David Cameron has pledged to hold an in/out referendum on the UK's membership of the EU in 2017 if the Conservatives win the next general election, which is due in 2015, but the UK Independence Party has demanded a referendum sooner.
"There is only one party in this country that can guarantee the people in this country will get a referendum on the EU and that is the Conservative Party," former defence secretary Mr Fox told BBC Radio 4's Today programme.
"A vote for anyone else is likely to mean no vote for the British people on their own destiny. That would be a tragedy."
But on his weekly phone-in show on LBC Radio, Mr Clegg said: "We're getting to a point in the debate where you've got this unholy bidding war between the Conservative Party and UKIP about who can sound more breathless in their condemnation of all things European.
"Before you know it this country will find itself outside the EU. That means we would find ourselves less relevant and powerful in the world.
"But crucially there would be fewer people in work, because being in Europe, at the end of the day, means being in work.

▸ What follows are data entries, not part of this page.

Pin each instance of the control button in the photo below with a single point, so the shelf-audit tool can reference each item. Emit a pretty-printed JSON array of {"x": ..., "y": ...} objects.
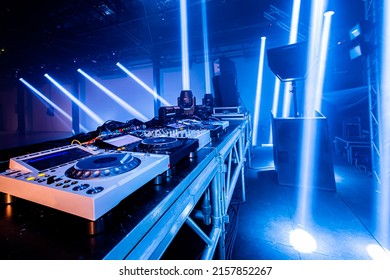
[
  {"x": 95, "y": 190},
  {"x": 80, "y": 187},
  {"x": 50, "y": 180}
]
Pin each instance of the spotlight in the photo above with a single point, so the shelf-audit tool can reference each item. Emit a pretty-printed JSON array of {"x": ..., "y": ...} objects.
[
  {"x": 48, "y": 101},
  {"x": 113, "y": 96},
  {"x": 187, "y": 102},
  {"x": 141, "y": 83},
  {"x": 81, "y": 105}
]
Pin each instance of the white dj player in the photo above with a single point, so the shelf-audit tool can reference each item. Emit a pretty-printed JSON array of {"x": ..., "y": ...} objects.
[{"x": 80, "y": 181}]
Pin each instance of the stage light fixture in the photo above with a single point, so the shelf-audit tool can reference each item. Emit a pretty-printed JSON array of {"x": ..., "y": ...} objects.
[
  {"x": 184, "y": 46},
  {"x": 81, "y": 105},
  {"x": 48, "y": 102},
  {"x": 382, "y": 192},
  {"x": 293, "y": 37},
  {"x": 206, "y": 48},
  {"x": 256, "y": 116},
  {"x": 141, "y": 83},
  {"x": 114, "y": 97},
  {"x": 313, "y": 96}
]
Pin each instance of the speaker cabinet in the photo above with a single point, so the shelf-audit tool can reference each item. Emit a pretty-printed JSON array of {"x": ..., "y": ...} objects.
[{"x": 287, "y": 145}]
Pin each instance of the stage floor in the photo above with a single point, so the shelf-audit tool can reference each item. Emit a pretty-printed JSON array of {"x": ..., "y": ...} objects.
[{"x": 339, "y": 225}]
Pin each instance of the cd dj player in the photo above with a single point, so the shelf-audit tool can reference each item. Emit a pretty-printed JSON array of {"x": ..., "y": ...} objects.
[{"x": 81, "y": 181}]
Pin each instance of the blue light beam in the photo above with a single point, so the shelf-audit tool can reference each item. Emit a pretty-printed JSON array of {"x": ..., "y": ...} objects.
[
  {"x": 81, "y": 105},
  {"x": 206, "y": 47},
  {"x": 184, "y": 46},
  {"x": 48, "y": 101},
  {"x": 142, "y": 84},
  {"x": 312, "y": 101},
  {"x": 258, "y": 92},
  {"x": 383, "y": 186},
  {"x": 287, "y": 95},
  {"x": 113, "y": 96}
]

"I'm not going to stand idly by while people play ever more silly political games and jeopardise millions of jobs in this country."
The deputy prime minister concluded: "We're going to remain the party of 'in'."
His comments came on the day a YouGov opinion poll for The Sun suggested the Conservatives would come third if the European elections were held tomorrow, with 23% of the vote, compared with 26% for UKIP, 32% for Labour and 9% for the Lib Dems.
Mr Clegg criticised the accuracy of pollsters, who he said "make wildly different predictions, almost none of which ever turn out to be the case".
"Let's wait and see what the people say rather than what pollsters say," he said, before conceding: "That is not to deny that we've got a real uphill struggle."
Earlier Mr Fox, in response to a question on whether the UK Independence Party could win the forthcoming poll, said: "I think pretty much anything could happen in May because voters will very much see the European elections as a referendum on a referendum."
The Conservative MP for for North Somerset added: "It's very important that the Conservative Party is defined by the national interest, that we decide that we have to have a rational and reasonable debate about our role in Europe and our role in the world."
Meanwhile, the Sun quoted UKIP leader Nigel Farage as saying in response to the polling data: "These are exciting figures. This will be the most significant Euro election ever in this country because at last we discussing Europe and immigration - we hope to win it."
The same online poll, of 1,893 British adults on Tuesday and Wednesday, suggested that if there were a general election tomorrow Labour would get 39% of votes, the Conservatives 33%, UKIP 12% and the Lib Dems 10%.